Située au bout du boulevard Georges-Clémenceau à Dieppe (Seine-Maritime), la gare de Dieppe apparaît en 1848 comme l’un des jalons essentiels de la liaison ferroviaire entre Paris et la Manche.
La compagnie des chemins de fer de Dieppe et de Fécamp obtient la concession en 1845 et met en service la ligne vers Dieppe le 28 juin 1848.
Par la suite, elle devient terminus de la ligne via Saint-Denis et Gisors vers la capitale à partir de 1873.
La gare ne se limite pas à une simple étape ferroviaire : elle scelle le lien entre le port de Dieppe, l’Angleterre et l’arrière-pays français. La ville et donc la gare bénéficient de ce pont ferro-maritime, positionnant Dieppe comme « la station balnéaire de Paris ». La liaison ferroviaire facilite aussi le commerce maritime, la pêche et l’arrivée de visiteurs venus du littoral. La transformation du port, accélérée par le plan Freycinet à partir de 1880, confère à la gare un rôle urbain renforcé.

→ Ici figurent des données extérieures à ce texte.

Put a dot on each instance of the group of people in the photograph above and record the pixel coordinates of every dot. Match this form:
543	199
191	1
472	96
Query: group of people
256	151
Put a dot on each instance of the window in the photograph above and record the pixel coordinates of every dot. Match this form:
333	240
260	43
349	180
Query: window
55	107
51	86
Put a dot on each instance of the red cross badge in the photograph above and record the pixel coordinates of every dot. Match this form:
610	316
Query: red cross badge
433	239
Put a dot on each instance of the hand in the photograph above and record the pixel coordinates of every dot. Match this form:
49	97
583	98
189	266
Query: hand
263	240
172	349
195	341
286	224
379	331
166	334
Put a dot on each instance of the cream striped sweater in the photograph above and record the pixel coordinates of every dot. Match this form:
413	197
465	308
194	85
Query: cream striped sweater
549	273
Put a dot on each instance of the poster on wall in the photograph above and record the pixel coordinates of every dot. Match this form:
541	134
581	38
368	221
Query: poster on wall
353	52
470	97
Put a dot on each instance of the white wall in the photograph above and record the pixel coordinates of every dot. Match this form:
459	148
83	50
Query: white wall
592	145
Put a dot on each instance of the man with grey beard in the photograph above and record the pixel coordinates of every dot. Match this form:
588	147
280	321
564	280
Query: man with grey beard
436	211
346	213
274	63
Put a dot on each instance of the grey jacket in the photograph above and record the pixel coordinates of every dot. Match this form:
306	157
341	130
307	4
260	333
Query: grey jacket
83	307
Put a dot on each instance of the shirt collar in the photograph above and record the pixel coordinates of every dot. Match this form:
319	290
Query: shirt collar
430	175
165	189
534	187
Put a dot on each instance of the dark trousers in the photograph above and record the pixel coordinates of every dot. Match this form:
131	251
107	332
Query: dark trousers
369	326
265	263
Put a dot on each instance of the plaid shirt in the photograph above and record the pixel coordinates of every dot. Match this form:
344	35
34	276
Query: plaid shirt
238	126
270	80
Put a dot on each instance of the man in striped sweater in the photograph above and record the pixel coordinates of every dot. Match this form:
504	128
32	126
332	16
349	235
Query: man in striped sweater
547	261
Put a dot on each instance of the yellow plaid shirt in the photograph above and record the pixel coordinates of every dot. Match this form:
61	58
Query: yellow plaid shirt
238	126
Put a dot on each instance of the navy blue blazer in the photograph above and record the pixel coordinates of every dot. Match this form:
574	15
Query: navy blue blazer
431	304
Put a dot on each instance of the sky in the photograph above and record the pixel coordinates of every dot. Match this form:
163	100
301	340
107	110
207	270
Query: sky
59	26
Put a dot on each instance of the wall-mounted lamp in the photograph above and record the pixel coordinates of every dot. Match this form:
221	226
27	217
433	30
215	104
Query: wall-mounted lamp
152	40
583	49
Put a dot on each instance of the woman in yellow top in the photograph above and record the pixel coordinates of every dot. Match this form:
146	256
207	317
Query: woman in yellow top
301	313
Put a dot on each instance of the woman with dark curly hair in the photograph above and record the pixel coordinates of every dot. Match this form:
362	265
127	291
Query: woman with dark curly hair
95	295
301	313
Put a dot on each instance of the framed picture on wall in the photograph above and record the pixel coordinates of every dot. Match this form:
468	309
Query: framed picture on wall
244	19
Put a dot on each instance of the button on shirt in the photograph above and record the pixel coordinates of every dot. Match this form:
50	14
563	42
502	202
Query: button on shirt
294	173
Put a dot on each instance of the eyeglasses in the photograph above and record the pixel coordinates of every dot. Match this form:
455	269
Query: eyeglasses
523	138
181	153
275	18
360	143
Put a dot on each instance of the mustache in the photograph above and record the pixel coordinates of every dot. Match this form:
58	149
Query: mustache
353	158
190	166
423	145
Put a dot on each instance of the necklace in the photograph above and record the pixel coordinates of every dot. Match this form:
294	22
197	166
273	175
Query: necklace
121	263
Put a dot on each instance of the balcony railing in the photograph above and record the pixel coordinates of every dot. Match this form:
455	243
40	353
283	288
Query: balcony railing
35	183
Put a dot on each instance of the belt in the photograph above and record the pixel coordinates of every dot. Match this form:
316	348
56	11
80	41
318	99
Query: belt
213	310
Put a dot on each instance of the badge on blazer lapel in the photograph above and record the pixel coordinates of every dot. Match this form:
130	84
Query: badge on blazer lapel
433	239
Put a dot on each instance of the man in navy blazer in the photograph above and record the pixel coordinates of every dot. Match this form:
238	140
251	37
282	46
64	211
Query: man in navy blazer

Si le bâtiment initial date du milieu du XIXᵉ siècle, les aménagements se poursuivent. La gare est établie au point kilométrique (PK) 167,685 de la ligne.
La circulation ferroviaire et les raccordements jusqu’à la gare maritime de Dieppe-Port témoignent de l’intégration directe entre trains et navires.
Avec le temps, certaines liaisons s’étiolent : notamment la section passant par Serqueux vers Paris est fermée, ce qui réduit l’envergure historique de la gare.
Par ailleurs, la gare maritime de Dieppe (Gare de Dieppe‑Maritime) ferme en 1994 et ses installations sont démolies, marquant la fin d’un chapitre ferro-maritime.

La gare reste en activité, désormais desservie par des trains TER vers Rouen, et a connu une importante transformation. En 2025, on compte environ 700 000 voyageurs annuels, soit +36 % depuis 2015.
La municipalité de Dieppe porte un projet urbain majeur autour de la « Place de la Gare » et de la ZAC « Dieppe Sud », qui vise à redynamiser le secteur : pôle multimodal, aménagements piétonniers, parkings, liaison avec le port.
La gare, classée « site patrimonial remarquable » pour sa charpente, fait l’objet de travaux d’accessibilité et de modernisation réguliers.
Elle incarne l’essor du chemin de fer vers la mer et l’ouverture de la Normandie vers Paris. Elle est un témoin urbain de l’époque industrielle et balnéaire du XIXᵉ siècle.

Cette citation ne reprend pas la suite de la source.